Post: maja 15, 2009, 10:13 am
autor: kora
Nie potrafiłabym wymienić 10 płyt :roll:

Wszystkie płyty Whiterspoona, do tego John Lee Hooker,T-Bone Walker, R.L Burnside,
Junior Kimbrough, Robert Belfour ,Fredek McDowell, Son House, o rany, to dopiero początek :roll: Cotton,Muddy Waters...nie, nie ma szans :roll:

Post: maja 15, 2009, 10:16 am
autor: kora
w setce, to może jakoś dałabym radę się zmieścić :roll:
Mówię o 100,która mnie muzycznie ukształtowała .

Post: maja 15, 2009, 10:16 am
autor: Rafal_blues
pytanie, czy autorowi tematu chodziło o płyty, które na nas najbardziej wpłynęły, czy płyty, które zrobiły na nas największe wrażenie, od których nie możemy się oderwać itd. w kontekście tego drugiego także nie starczyło by miejsca co do mojej skromnej osoby :mrgreen:

a wykonawców (płyty) już gdzieś tutaj umieszczałem :twisted:

Post: maja 15, 2009, 10:17 am
autor: Rafal_blues
kora_ pisze:Mówię o 100,która mnie muzycznie ukształtowała .

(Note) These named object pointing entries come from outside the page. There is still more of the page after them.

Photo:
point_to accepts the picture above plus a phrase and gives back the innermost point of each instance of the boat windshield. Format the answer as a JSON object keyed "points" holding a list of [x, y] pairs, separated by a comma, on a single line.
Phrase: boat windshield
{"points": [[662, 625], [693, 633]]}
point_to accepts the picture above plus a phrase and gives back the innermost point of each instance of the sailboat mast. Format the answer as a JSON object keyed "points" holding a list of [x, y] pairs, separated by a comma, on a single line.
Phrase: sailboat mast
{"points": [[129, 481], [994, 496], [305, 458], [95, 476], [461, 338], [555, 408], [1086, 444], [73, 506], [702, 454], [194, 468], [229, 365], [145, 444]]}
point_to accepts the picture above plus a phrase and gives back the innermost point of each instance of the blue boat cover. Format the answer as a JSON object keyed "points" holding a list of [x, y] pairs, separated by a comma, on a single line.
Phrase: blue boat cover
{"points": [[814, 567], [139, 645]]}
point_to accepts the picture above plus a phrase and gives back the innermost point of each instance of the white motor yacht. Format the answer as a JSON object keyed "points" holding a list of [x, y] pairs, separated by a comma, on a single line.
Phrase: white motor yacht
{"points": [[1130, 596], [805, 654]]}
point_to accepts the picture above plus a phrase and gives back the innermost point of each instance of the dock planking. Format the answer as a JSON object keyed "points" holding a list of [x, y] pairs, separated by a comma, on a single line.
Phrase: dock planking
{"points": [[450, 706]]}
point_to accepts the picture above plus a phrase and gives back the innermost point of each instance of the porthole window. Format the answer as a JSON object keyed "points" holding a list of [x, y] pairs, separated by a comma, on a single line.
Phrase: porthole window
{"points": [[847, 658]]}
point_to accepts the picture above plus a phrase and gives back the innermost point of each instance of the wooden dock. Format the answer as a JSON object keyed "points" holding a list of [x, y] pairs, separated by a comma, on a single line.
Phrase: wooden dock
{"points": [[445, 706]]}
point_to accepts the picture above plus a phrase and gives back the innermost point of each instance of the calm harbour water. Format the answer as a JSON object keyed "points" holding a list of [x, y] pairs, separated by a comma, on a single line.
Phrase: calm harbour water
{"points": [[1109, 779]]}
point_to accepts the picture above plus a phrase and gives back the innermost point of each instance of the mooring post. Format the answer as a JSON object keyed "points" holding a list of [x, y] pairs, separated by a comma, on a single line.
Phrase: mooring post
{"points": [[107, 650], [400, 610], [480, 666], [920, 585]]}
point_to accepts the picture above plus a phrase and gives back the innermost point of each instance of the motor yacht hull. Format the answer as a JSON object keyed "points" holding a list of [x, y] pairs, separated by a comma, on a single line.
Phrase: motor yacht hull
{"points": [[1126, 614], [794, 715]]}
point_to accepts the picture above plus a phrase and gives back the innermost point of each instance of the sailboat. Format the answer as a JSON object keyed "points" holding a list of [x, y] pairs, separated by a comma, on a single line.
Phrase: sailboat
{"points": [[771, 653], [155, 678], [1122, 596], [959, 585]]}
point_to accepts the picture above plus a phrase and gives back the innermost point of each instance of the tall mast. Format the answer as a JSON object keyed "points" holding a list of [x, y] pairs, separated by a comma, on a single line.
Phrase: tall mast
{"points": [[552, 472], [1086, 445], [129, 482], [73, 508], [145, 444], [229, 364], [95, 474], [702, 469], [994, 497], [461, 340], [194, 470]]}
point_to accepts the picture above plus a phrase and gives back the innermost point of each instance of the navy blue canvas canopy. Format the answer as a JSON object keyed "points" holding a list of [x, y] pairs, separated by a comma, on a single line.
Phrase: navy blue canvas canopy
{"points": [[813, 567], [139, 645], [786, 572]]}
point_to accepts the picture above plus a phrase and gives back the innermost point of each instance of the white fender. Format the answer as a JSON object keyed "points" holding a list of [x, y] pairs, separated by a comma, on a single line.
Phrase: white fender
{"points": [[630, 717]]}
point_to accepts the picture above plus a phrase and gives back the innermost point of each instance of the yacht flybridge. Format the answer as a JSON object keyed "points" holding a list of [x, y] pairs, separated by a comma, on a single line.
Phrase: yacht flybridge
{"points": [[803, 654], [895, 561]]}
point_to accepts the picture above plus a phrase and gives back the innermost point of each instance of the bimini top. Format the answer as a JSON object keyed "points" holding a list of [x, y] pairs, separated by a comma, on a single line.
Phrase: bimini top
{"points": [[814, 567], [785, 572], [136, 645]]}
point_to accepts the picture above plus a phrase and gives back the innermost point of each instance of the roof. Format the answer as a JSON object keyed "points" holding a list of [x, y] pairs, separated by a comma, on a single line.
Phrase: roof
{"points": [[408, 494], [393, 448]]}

tak, jak wspomniałaś. niewielkie szanse, żeby je wszystkie tu wymienić :lol:

Post: maja 15, 2009, 10:26 am
autor: wasal
pytanie, czy autorowi tematu chodziło o płyty, które na nas najbardziej wpłynęły, czy płyty, które zrobiły na nas największe wrażenie, od których nie możemy się oderwać itd.


Chodziło mi o 10 ulubionych płyt, takich po które często sięgamy (nieważne czy z sentymentu, czy dlatego że zrobiły na nas wrażenie - interpretacja dowolna) ;).
Ja obmyślam właśnie około-bluesową listę.

Post: maja 15, 2009, 10:27 am
autor: Rafal_blues
wasal pisze:
pytanie, czy autorowi tematu chodziło o płyty, które na nas najbardziej wpłynęły, czy płyty, które zrobiły na nas największe wrażenie, od których nie możemy się oderwać itd.


Chodziło mi o 10 ulubionych płyt, takich po które często sięgamy (nieważne czy z sentymentu, czy dlatego że zrobiły na nas wrażenie - interpretacja dowolna) ;).
Ja obmyślam właśnie około-bluesową listę.


to już jaśniejsze :lol:

ale problem będzie co wybrać :P

Post: maja 15, 2009, 10:54 am
autor: Yossarian1981
..można wymieniać i wymieniać :P

Moim zdaniem nie da się zrobić top 10 tego na pewno jest za dużo żeby tylko to sprowadzić do top 10! ;)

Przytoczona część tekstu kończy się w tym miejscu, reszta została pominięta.